Nato to deploy 3,500 more troops amid fears ten thousand ISIS fighters are poised for new wave of terror
NATO is deploying 3,500 more troops amid fears that ten thousand ISIS fighters are poised for a fresh wave of terror.
The incremental increase in troops come as ISIS fighters are reportedly on stand-by in northern Iraq, after using the pandemic to rebuild their forces.
In response, defence ministers agreed to bolster a NATO training mission aimed at strengthening the country's military.
NATO Secretary General Jens Stoltenberg said on Thursday the increases would be "incremental".
"The size of our mission will increase from 500 personnel to around 4,000," he said.
"Training activities will now include more Iraqi security institutions, and areas beyond Baghdad."
Stoltenberg insisted that the mission was being carried out "at the request of the Iraqi government".
"It is carried out with full respect for Iraq's sovereignty and territorial integrity," he said.
It comes as the RAF has also been called into action to strike at targets in Iraq.
ISIS once controlled a vast swath of territory across Iraq and Syria, seized in terrifying offensive in 2014, culminating in its leader Abu Bakr al-Baghdadi declaring an Islamic Caliphate in a Mosul mosque.
The bloodthirsty jihadis ruled with extreme brutality before a coalition of Kurdish forces backed by western airpower pushed them into their final pocket of territory in Baghouz, Syria in 2018.
But since their apparent defeat, they have been slowly rebuilding, despite the death of Baghdadi at the hands of US special forces.
Now Sirwan Barzani, a commander of the Kurdish Peshmerga forces stationed near the northern city of Erbil the terrorists had taken advantage of a lull in operations against them.
They have emerged from hiding among civilians and reformed under a core leadership operating in the mountain regions of the autonomous Kurdish region of Iraq, he said.
Barzani, 50, said ISIS was still “a big threat for all of the world” and that the fighters “will keep pushing as they want to become more powerful”.
“When the liberation started for the whole area, they shaved their beards and posed as civilians, but they were waiting for the opportunity and slowly they went back to rejoin them,” he said.
“They reorganised themselves quicker because of the pandemic and because there were less coalition operations.

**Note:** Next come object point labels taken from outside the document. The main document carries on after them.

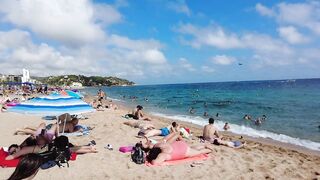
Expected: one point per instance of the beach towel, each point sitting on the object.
(14, 162)
(49, 118)
(180, 161)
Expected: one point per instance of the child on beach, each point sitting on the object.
(137, 114)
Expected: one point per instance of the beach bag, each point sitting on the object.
(137, 154)
(58, 153)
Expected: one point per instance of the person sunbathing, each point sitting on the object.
(232, 144)
(173, 128)
(171, 149)
(140, 125)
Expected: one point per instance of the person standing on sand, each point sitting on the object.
(226, 126)
(101, 95)
(210, 132)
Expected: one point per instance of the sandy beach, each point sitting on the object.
(263, 161)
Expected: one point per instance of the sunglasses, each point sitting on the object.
(13, 151)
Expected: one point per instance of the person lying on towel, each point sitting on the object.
(171, 149)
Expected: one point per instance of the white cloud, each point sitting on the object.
(291, 34)
(106, 14)
(209, 36)
(184, 64)
(61, 20)
(17, 51)
(265, 11)
(223, 60)
(180, 7)
(305, 14)
(207, 69)
(216, 36)
(92, 51)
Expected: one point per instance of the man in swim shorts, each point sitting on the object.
(210, 132)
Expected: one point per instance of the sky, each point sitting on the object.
(158, 41)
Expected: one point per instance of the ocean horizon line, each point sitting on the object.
(231, 81)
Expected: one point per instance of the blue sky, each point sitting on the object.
(155, 41)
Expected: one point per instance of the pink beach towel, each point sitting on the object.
(180, 161)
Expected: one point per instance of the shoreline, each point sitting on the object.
(198, 128)
(257, 160)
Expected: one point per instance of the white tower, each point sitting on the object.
(25, 76)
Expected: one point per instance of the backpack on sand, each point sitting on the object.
(138, 155)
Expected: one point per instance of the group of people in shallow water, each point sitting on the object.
(258, 121)
(173, 145)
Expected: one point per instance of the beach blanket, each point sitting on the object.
(180, 161)
(13, 163)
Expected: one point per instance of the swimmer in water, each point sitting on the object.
(258, 122)
(192, 110)
(247, 117)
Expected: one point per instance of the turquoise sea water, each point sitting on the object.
(292, 107)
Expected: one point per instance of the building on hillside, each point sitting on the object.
(25, 76)
(76, 85)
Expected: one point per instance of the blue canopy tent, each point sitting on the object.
(52, 106)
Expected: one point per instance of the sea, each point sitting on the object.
(292, 107)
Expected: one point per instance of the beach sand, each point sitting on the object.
(266, 161)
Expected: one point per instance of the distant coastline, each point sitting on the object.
(84, 81)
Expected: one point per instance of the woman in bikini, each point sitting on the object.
(171, 149)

That was something that was good for them but bad for us, of course.”
Meanwhile, a surge in killings at a huge refugee camp in Syria has sparked concerns that it is the "womb" for a new generation of extremists,
Twenty deaths were reported last month in al Hawl, a camp housing more than 60,000 people in the north east of the country.
This was more than triple the deaths of recent months.
An Iraqi man who was beheaded accounted for one of the murders, a police officer shot with a silenced pistol was another.
Syrian Kurdish forces running the camp believed IS militants punishing enemies and intimidating those who strayed from their extremist line were largely responsible.
The brutal killings came as a warning that the thousands of children in al Hawl risked being radicalised if they stayed there.
The violence also brought with it a renewed call for repatriations to speed up, for the 10,000 foreign-born people living in the camp.
Last year it was revealed sleeper cells had regrouped under new leader Abu Ibrahim al-Hashimi al-Quraishi and were taking advantage of outbreaks of Covid-19 in the region.
ISIS was last year reported to have established control of territory in the desert around 15 miles from the centre of the town of Deir Ezzor - the first land it has held since the end of the Caliphate.
In January, a suspected ISIS suicide bombing killed at least 32 people in a Baghdad market.
The Ministry of Defence said two RAF Typhoons hit ISIS targets near the city of Bayji last week.
They are taking part in supporting Iraqi forces as part of Operation Shader, the UK contribution to the US-led international counter-ISIS operation.
The Peshmerga estimate there around 7000 ISIS fighters but the UN Office of Counter-Terrorism (UNOCT) puts the figure even higher.
UNOCT chief Vladimir Voronkov said that some 10,000 ISIS fighters in Iraq and Syria are pursuing a protracted insurgency, posing “a major, long-term and global threat”.
“They are organized in small cells hiding in desert and rural areas and moving across the border between the two countries, waging attacks”, he said.